For women, we are excited to finally go to a romantic comedy with someone other than our mother, selves, or girlfriends. Is that how it really goes though?When you are going to go on a first date with a guy and he suggests going to a movie, here's what he's thinking: avoid awkward conversations, awkward silences, and hopefully sneak in some mild touching/make out sesh*.
Oh the differences between genders.
First of all, who is going to pick the movie? There's a 99.9% chance that you're not going to be interested in the same movie. Obviously you want to go to the Rom-Com, and he wants the action/comic-based movie. He will probably let you choose the movie, but you'll have to make up for his pain with some sort of pleasure.

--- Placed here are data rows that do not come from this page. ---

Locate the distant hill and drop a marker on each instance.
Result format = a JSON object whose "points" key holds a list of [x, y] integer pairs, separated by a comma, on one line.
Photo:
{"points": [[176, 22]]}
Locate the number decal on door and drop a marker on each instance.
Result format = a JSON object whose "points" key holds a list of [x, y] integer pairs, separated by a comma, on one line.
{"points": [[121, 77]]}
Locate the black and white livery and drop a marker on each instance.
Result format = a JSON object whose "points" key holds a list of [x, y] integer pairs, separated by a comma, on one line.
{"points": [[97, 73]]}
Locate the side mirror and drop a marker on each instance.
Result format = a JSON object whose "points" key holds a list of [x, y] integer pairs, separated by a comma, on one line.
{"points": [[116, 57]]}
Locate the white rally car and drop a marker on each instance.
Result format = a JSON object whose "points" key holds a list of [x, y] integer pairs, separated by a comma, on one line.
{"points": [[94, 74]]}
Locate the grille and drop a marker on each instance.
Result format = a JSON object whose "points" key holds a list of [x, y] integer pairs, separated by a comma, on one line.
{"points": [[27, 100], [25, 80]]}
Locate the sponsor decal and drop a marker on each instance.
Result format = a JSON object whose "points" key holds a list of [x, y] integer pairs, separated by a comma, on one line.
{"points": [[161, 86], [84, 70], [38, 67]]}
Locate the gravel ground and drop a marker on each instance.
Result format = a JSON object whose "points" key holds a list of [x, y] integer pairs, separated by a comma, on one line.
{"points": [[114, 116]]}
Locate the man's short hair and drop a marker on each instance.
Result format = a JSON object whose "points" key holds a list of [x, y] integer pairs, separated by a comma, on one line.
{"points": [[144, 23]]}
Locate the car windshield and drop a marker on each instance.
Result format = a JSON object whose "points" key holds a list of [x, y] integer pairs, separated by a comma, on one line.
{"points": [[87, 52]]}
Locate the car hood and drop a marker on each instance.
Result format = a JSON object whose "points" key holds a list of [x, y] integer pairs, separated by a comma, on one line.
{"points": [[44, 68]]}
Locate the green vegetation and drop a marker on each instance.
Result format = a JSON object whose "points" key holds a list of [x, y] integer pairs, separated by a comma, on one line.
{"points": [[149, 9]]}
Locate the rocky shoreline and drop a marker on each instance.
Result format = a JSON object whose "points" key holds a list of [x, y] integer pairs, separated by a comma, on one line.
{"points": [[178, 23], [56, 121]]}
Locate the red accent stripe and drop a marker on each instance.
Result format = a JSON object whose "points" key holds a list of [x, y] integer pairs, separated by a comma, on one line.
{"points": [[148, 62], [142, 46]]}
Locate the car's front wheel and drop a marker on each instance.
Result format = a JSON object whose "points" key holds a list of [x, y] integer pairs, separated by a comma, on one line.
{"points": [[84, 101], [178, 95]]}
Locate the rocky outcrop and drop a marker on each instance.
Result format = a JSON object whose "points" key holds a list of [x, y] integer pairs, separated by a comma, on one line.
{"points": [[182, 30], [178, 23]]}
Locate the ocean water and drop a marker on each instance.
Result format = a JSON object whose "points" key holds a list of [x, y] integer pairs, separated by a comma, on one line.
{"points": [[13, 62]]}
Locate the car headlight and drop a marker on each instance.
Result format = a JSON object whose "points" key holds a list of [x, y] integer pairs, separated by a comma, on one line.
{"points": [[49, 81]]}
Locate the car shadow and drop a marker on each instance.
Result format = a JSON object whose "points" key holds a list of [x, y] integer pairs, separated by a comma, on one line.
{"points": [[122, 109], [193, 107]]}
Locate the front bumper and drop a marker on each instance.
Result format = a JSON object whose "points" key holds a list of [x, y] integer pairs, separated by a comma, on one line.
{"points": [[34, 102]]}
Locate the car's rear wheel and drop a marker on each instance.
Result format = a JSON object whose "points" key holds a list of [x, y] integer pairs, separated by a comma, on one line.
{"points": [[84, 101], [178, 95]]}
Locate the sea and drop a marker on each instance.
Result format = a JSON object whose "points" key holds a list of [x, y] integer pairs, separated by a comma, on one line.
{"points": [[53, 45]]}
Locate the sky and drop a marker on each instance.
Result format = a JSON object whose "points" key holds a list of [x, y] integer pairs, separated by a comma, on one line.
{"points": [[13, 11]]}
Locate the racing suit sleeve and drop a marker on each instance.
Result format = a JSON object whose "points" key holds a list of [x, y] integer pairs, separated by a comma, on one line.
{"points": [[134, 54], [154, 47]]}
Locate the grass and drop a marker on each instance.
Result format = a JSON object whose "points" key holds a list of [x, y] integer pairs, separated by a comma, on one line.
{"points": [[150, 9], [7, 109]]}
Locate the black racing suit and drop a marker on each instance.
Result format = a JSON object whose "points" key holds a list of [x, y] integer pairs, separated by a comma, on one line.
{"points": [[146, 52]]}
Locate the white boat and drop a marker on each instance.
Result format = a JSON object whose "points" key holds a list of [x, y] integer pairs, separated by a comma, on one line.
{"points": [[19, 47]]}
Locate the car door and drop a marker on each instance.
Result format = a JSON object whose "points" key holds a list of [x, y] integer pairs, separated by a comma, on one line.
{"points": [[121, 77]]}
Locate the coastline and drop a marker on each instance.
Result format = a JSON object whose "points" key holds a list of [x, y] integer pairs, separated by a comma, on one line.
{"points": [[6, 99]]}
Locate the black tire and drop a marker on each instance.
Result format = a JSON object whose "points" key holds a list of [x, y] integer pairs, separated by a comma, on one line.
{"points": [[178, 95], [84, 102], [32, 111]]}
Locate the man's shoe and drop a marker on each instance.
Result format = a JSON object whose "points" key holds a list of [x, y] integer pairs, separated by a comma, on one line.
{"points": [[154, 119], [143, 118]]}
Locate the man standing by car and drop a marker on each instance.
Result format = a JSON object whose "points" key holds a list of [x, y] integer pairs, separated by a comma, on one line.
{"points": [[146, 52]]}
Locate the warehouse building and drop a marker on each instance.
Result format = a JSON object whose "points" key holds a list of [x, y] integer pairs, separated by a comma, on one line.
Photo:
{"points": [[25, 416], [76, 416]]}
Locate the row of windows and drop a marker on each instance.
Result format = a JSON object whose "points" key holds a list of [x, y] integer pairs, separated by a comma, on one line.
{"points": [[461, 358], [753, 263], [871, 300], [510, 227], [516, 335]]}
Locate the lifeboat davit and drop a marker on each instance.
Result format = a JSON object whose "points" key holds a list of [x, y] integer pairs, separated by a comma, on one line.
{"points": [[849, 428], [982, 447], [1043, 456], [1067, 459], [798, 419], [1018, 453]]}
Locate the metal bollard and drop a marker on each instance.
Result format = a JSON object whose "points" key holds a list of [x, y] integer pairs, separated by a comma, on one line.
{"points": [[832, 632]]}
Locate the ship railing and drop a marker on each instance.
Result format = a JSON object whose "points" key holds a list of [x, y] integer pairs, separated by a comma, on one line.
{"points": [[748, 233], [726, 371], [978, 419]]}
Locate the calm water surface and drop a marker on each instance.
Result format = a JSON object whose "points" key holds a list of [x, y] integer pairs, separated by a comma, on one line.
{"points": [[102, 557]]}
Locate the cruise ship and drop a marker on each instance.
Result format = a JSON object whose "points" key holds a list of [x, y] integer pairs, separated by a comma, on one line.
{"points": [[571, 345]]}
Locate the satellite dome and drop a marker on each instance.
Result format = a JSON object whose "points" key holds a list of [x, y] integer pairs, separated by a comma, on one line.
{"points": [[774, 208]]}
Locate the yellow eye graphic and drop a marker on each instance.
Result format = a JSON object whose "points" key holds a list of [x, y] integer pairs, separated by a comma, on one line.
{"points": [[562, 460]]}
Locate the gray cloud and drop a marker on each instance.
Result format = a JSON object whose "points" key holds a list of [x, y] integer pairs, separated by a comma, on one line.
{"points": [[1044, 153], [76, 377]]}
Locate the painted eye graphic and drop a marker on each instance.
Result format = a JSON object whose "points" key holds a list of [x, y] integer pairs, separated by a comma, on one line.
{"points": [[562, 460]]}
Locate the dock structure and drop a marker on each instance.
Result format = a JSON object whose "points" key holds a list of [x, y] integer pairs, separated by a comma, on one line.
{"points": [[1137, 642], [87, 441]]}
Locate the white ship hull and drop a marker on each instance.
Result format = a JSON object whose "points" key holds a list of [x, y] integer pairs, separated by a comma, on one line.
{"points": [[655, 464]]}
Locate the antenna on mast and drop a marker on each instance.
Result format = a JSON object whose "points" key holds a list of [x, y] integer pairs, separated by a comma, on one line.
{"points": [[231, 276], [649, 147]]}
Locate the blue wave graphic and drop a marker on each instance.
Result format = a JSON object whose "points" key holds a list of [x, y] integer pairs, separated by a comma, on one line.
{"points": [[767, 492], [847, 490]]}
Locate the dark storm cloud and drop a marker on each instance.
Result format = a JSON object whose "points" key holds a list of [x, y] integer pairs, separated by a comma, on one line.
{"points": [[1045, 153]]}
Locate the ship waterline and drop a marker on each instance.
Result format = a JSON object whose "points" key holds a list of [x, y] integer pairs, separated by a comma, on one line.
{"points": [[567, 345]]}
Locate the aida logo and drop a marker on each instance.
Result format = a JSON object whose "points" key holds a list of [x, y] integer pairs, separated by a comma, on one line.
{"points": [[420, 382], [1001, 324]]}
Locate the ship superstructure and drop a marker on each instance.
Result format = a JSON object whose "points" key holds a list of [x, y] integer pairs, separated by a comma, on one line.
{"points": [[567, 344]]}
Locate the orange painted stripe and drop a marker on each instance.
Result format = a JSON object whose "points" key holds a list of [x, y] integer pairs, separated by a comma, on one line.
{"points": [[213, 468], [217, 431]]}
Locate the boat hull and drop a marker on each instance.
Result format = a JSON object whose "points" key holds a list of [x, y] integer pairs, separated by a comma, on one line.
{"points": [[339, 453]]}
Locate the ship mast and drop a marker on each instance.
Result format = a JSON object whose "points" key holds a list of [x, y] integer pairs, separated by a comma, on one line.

Yes, I'm speaking sexually, or at least something close to it like a parking/make-out sesh. It's only right!
So now that you've decided on a flick, your man is supposed to offer snacks. What if he doesn't? What if you want to pig out? You probably should have snacked before as to not risk looking like a hog with your giant Coke, buttered popcorn, and family sized Reeses' Pieces. I hope he took out a loan for this date. Personally, I pack my own snacks for movies to avoid going into debt, but that would look weird. As if you thought he wouldn't offer, or can't afford it. Now you're just rude.
I know that I mentioned earlier that men think that they are avoiding awkward situations by choosing a movie date, but this just creates different awkward-ness. Obviously the dance of who pays for what (food, tickets, spring for VIP seating, 3D upgrade), but that's unavoidable during any first date. The main culprit of the awkwardness happens during the movie. Theater seating is less than intimate, unless you can lift of the armrest. You just met this guy, do you want to cuddle? Should you cuddle? Is it a cuddling type of movie? Does he try to hold your hand? Will he put his hand on your leg? The worst is probably during a steamy scene. Avoid eye contact, unless you are trying to get it on afterwards.
Movie dates are good in theory, but it lacks the main component of a first date: actually getting to know the person! You don't have a chance to chat other than about the movie afterwards. Whether they were as into the shirtless guy on screen as you, shouldn't have anything to do with going out with them again. If a movie date is unavoidable, I have some advice for you. Compromise when it comes to choosing a movie; choose the action flick with a lot of shirtless guys. Suggest getting dinner before, or drinks after. You may learn something about this person that could help you choose a movie that you both would like. Also, you will have a chance to get to know their personality. Only then will you be able to judge whether or not a heated make out sesh is necessary.
*sesh - abbreviation for session. deal with it.